Christians coming to terms with evolution, including many ID advocates who acknowledge common descent, will often arrive at a midpoint of sorts between denial of evolution and all-out theistic evolution (or evolutionary creation) that acknowledges that we are by-products of evolution and seeks to hold the line on the most theologically problematic aspect of evolutionary theory: the historicity of Adam and Eve. For many, this is a comfortable resting place and they remain content acknowledging the deafening scientific consensus of common descent on one hand and believing in a literal first human pair on the other.

This is often done by positing a bottleneck of the population down to two individuals, often misunderstanding the unfortunately ambiguous terms Mitochondrial Eve and Y-chromosomal Adam. The more sophisticated (but odd) way of doing this is to allow there to have been more than two at the time of Adam and Eve, but to posit that the Fall event occurred to them uniquely, and that the effects have passed down to later humanity through descent from them.

From Denis Venema and Darrel Falk at BioLogos comes a handy explanation of the relevant genomic evidence.

Attempting to square the Genesis account and common ancestry by positing a literal Adam and Eve who were the progenitors of the entire human race is, biologically speaking, looking for the most extreme population bottleneck a sexually reproducing species can experience: a reduction to one breeding pair.

Is there evidence that such a bottleneck has ever occurred?

The short answer is no, and that there is much evidence against it.

This leaves those seeking to maintain both common descent and theological concordism advocating one of the following positions (as best I can tell):

  1. defining the pair as a literary representation of the entire human population at the time of an historical Fall (as C.S. Lewis did)
  2. defining the Fall as something not passed down genetically, but as a metaphor for something that happened within a group of our race’s representatives (possibly even a literal pair)
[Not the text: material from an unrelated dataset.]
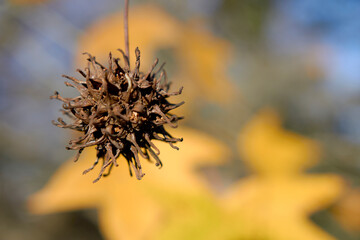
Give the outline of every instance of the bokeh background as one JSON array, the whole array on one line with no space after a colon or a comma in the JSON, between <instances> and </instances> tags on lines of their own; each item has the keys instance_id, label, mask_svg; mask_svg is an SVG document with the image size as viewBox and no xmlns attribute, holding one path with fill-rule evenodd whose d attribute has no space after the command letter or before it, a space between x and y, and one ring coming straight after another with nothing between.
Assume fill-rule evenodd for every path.
<instances>
[{"instance_id":1,"label":"bokeh background","mask_svg":"<svg viewBox=\"0 0 360 240\"><path fill-rule=\"evenodd\" d=\"M132 202L161 203L160 217L149 217L156 231L139 230L144 235L108 229L98 211L107 203L67 207L76 201L70 197L48 203L71 188L61 186L59 174L60 186L47 187L43 198L33 195L74 155L64 148L71 132L51 124L61 104L49 96L75 93L61 75L85 66L82 52L104 61L124 48L123 1L2 0L0 238L360 239L360 1L132 0L130 6L130 48L139 45L143 71L157 56L166 61L173 90L185 87L178 135L192 145L185 137L184 152L165 153L161 174L178 176L166 164L184 161L191 177L179 174L184 186L175 184L173 192L164 179L161 186L145 180L145 188L135 187L141 201ZM76 164L62 171L80 177ZM114 182L108 191L116 188L115 195L128 187ZM78 184L92 192L91 184ZM192 184L198 189L187 192ZM119 212L127 208L121 201ZM147 211L120 214L119 225L136 218L142 229Z\"/></svg>"}]
</instances>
Any other options I’m missing?

I prefer to just embrace the idea that the Jewish religious leaders who compiled Genesis from earlier stories used those stories to teach various theological concepts, including an etiology for sin, death, toil, the excruciating pain of childbirth, and the pitfalls of trying to live life doing “what seems right in [one’s] own eyes” without due dependence on the system prescribed by those leaders. There’s more there of course, but I want to emphasize that our fundamental task in interpreting Scripture has to be to put ourselves in the minds of its human authors as best as we can given the tools of literary and historical research rather than read into Scripture all kinds of theological beliefs we already hold.

With evolution and with Scripture, we aren’t pushing God out of the picture to say that He in some sense authored both via natural processes. A committed affirmation of God’s creation by general Providence doesn’t selectively comb nature for divine signatures or other Easter eggs that will prove His authorship of it; we accept the whole creative process, warts (death, pain, etc.) and all as finding its source and being in God, with all the mysteries and difficulties this creates, resisting the urge to say, “God doesn’t do things that way, so science must be wrong here.” In the same way, we shouldn’t posit theological gems of special revelation throughout every passage of Scripture, somewhere between the lines, redeeming otherwise problematic passages. Rather, we simply do our best to uncover what it says, warts and all, and acknowledge that whatever it says, it was meant to be that way. Most of us already accept that David wasn’t speaking with the ideal level of faith, understanding, and resignation to the Golden Rule in the cursing Psalms; I’m merely saying that we should carry out that sort of evaluation consistently.